Ilulissat‘s majestic icebergs form the backdrop for the ancient Sermermiut settlement, 1 mile (1½ km) south of the town. Learn about Greenlandic people’s lives and customs before the arrival of the Europeans—see the ruins, kitchen middens and feel the permafrost with your own hands. You can do the brief hike in 2 hours easily.
At Eqip Sermia, the hike starts from the cottages and continues around the small lagoon at the glacier’s southern end. The lagoon is particularly famous for its huge flocks of geese during the breeding season. The trip continues up the impressive glacial deposit with breathtaking views down into the glacier’s enormous crevices just a few yards from the trail. This is also an opportunity to view a large portion of the 75-yard (70 m) tall glacier face and watch its awe-inspiring calvings.
A longer hike that offers many different types of landscapes is the route that follows in the footsteps of Paul-Émile Victor, where—in the late 1940s and early 1950s—track vehicles and an old cableway carried supplies for Victor’s famous expeditions. In fact, some of his machinery is still there. It takes about 10 hours to hike the route and the level of difficulty can be said to be extreme.
In the Arctic Circle region, one of Sisimiut’s most popular hikes is Palasip Qaqqaa (Priest Mountain). It can take up to 2 hours to get to the summit, which offers unbelievable vistas of the town and Kangerluarsuk Tulleq (First Fjord). The last couple of years have even offered sightings of muskoxen.

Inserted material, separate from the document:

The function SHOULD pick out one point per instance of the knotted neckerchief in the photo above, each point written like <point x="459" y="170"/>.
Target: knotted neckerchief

Nasaasaaq is the landmark of Sisimiut. It peaks at an elevation of 2,572 feet (784 m), boasting breathtaking views of the town, the mountain landscape, the sea, the polar circle and the alpine Itilleq Mountains to the south. Duration: 4–6 hours.
Nuuk also has some popular hiking routes. Hiking Quassussuaq (Little Malene) is pretty simple: It takes 4-6 hours and as long as you have Little Malene on your right all the way around, you will never get lost. If you are looking for a shorter easy hike but still want a fantastic view, hiking up to the top of Little Malene is an absolute must. It takes about 3 hours. If you have 7 hours to kill, another option is to hike to the peak of Big Malene. Be aware that this hike is a medium/hard difficulty level.
In South Greenland you will find the 16 km long hiking route from Igaliku up to a plateau with a view of Qooroq Ice Fjord. The route will take you through birch vegetation, patches with bare rock formations and finally to the barren “moonscape” with timeworn rocks and stones. The hike is medium difficulty.
In Tasiilaq, East Greenland, you will find the hike through the Valley of the Flowers. It is an easy hike that follows the river’s meandering course through the lush valley. The valley has both large and small lakes that are particularly amenable to hikers. The duration of the hike is 2-3 hours.